ORLANDO — The French national railway's hope to bid on the first high-speed tracks in the United States is running into resistance from Holocaust survivors because of the company's role in transporting Jews to Nazi death camps.
One of those leading the charge against the railway is Florida resident Rosette Goldstein, whose father was taken away, shoved in a cattle train and delivered to his death during World War II. Goldstein plans to voice her opposition on behalf of many Holocaust survivors to the railway Thursday when the Florida Department of Transportation holds a public meeting in Orlando on the $2.6 billion high-speed rail project, which would connect Tampa and Orlando. Trains are expected to begin operating at speeds up to 168 mph by 2015.
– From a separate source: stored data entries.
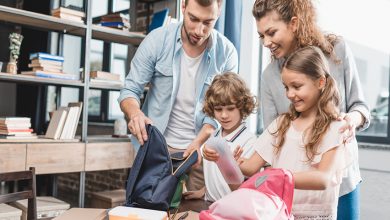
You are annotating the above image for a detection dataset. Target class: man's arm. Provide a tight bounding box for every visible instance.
[120,97,152,145]
[183,123,215,165]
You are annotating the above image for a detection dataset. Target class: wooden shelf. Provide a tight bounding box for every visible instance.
[0,5,145,45]
[91,25,145,45]
[89,81,123,90]
[0,5,86,35]
[86,135,130,143]
[0,72,84,87]
[0,136,80,143]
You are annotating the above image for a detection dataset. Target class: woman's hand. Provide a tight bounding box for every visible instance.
[337,111,363,143]
[203,145,219,162]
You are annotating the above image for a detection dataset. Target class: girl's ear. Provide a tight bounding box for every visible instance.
[318,76,326,90]
[289,16,298,33]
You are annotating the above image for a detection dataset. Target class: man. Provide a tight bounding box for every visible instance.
[118,0,238,191]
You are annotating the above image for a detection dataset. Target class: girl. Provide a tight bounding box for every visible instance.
[252,0,369,218]
[239,46,353,220]
[184,72,258,202]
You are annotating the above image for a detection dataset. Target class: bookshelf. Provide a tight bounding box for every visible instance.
[0,1,145,208]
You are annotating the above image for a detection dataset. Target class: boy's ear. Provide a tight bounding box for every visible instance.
[289,16,298,33]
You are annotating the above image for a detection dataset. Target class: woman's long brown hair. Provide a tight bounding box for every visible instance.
[252,0,339,62]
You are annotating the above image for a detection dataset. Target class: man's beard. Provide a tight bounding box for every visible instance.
[182,22,198,46]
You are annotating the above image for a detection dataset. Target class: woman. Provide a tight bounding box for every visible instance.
[252,0,370,219]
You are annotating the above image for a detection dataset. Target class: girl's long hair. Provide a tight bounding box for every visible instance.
[273,46,340,161]
[252,0,339,62]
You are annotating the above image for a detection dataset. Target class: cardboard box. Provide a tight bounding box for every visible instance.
[91,189,126,208]
[0,204,22,220]
[12,196,70,220]
[53,208,107,220]
[108,206,168,220]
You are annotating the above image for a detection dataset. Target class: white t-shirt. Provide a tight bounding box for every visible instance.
[164,50,204,149]
[255,119,353,220]
[202,122,257,202]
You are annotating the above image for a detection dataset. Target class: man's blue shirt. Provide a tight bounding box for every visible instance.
[118,22,238,144]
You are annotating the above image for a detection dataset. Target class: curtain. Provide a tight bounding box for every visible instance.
[215,0,242,59]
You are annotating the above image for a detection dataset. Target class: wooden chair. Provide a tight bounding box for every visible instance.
[0,167,37,220]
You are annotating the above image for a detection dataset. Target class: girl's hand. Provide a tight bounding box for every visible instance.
[233,145,243,161]
[203,145,219,162]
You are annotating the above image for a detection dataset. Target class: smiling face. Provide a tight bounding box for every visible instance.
[181,0,220,47]
[213,104,242,135]
[256,10,298,59]
[281,68,324,116]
The Societe Nationale des Chemins de Fer Francais, better known as SNCF, generally respected as a heavyweight in French industry, is among about 30 companies hoping to bid for the Florida contract.
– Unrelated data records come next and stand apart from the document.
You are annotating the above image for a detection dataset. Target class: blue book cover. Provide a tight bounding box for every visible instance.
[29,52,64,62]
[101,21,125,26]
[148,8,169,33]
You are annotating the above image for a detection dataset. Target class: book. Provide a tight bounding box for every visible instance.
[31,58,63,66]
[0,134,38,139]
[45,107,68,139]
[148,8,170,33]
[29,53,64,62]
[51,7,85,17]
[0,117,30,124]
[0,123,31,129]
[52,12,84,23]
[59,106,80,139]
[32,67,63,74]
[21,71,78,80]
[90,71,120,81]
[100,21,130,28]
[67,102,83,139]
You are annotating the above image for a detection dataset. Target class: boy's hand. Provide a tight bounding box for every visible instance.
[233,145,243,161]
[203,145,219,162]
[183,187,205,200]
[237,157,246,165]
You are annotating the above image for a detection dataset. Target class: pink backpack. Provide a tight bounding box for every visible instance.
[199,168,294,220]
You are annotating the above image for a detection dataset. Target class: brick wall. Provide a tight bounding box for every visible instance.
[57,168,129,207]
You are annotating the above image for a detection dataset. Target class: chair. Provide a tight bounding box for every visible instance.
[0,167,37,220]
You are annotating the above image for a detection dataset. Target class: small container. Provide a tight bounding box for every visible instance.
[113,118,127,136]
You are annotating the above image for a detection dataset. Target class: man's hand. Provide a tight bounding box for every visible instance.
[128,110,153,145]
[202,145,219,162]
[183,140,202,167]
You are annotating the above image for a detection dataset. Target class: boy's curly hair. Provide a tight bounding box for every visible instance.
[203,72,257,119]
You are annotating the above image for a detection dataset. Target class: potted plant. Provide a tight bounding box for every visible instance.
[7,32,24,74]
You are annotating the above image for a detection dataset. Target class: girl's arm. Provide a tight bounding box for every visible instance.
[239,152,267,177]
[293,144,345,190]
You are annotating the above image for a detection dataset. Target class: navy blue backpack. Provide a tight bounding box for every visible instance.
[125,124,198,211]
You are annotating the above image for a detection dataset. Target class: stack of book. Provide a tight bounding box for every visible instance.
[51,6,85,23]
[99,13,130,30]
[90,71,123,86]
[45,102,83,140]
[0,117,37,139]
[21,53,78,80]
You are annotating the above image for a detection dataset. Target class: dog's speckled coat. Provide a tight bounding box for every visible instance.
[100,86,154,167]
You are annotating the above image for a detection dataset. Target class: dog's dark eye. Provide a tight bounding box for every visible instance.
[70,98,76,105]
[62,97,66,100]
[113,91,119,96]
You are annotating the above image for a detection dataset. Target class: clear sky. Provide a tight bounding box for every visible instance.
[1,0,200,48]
Goldstein and others want SNCF to formally apologize for its role in the war, give full access to its records and make reparations.
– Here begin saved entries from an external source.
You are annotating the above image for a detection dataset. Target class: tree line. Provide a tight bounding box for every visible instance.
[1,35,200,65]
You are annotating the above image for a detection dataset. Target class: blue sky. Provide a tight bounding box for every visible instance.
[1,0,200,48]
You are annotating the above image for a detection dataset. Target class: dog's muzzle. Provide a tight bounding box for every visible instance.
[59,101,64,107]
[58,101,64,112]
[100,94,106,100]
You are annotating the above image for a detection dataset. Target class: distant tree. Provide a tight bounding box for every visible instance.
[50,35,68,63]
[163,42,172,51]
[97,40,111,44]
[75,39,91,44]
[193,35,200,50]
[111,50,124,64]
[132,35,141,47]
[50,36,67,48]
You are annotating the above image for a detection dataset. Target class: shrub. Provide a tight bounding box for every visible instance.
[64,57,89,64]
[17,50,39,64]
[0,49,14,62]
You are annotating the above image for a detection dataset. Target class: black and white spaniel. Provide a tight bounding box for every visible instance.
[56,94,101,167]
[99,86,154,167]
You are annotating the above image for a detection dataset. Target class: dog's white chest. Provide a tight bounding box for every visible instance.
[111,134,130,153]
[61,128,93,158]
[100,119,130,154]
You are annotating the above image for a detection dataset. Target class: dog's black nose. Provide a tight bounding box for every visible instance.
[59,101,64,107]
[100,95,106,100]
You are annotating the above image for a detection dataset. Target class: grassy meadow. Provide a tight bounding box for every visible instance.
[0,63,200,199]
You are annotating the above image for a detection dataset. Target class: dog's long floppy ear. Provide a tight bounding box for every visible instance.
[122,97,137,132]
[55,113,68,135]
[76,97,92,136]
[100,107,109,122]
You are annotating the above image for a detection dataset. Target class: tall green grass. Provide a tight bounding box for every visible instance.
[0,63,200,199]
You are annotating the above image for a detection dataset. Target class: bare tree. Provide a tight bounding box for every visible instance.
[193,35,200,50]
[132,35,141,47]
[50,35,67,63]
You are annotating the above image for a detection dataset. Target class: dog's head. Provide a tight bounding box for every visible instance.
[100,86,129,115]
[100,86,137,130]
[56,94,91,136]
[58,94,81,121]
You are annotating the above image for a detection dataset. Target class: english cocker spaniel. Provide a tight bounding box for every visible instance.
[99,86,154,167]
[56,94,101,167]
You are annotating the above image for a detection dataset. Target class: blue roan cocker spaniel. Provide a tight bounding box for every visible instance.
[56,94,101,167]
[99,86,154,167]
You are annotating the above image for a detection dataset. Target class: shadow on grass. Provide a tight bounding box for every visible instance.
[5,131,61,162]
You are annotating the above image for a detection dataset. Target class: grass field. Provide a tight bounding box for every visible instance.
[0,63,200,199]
"Why does this company deserve my tax dollars when they cooperated with the Nazis and let their trains transport people to be murdered?" said Goldstein, 71, who lives in Boca Raton.
The company has argued it had no control over operations when France was under Nazi occupation from 1940 to 1944 and was under orders to transport Jews to death camps. It also has said the French government has made an apology and offered reparations, although survivors contend the company itself has never made such amends.
Peter Kelly, an American-based attorney for SNCF, said, "The fact is many railway workers were killed by Nazis, many were bullied and the company was under control of an occupied government."
In California, lawmakers passed a bill last month that forces companies hoping to compete for a piece of its $45 billion high-speed rail project to disclose whether they transported Holocaust victims. SNCF is also hoping for that project and said it has no problems with the bill.
Florida lawmakers are also stepping into the fray. U.S. Rep. Ron Klein, a Democrat who represents portions of Broward and Palm Beach counties, with a high Jewish population, said he was writing Gov. Charlie Crist asking for some of the same things Goldstein wants.
Goldstein, then 4, hid with another family on a farm outside Paris as her father enlisted at a nearby labor camp. One night he didn't come to see her.
She said he was taken by an SNCF train to Auschwitz, then Buchenwald and finally Langenstein-Zwieberge, where he was killed by the Nazis just five days before Americans liberated the camp.
"If SNCF had resisted even a little, more people could have been spared," she said. "What's worse, is the way they've ignored us. Is it so hard to say, 'I'm sorry?' I'm one of the youngest survivors — soon there's not going to be any. We have to make sure people don't forget what happened."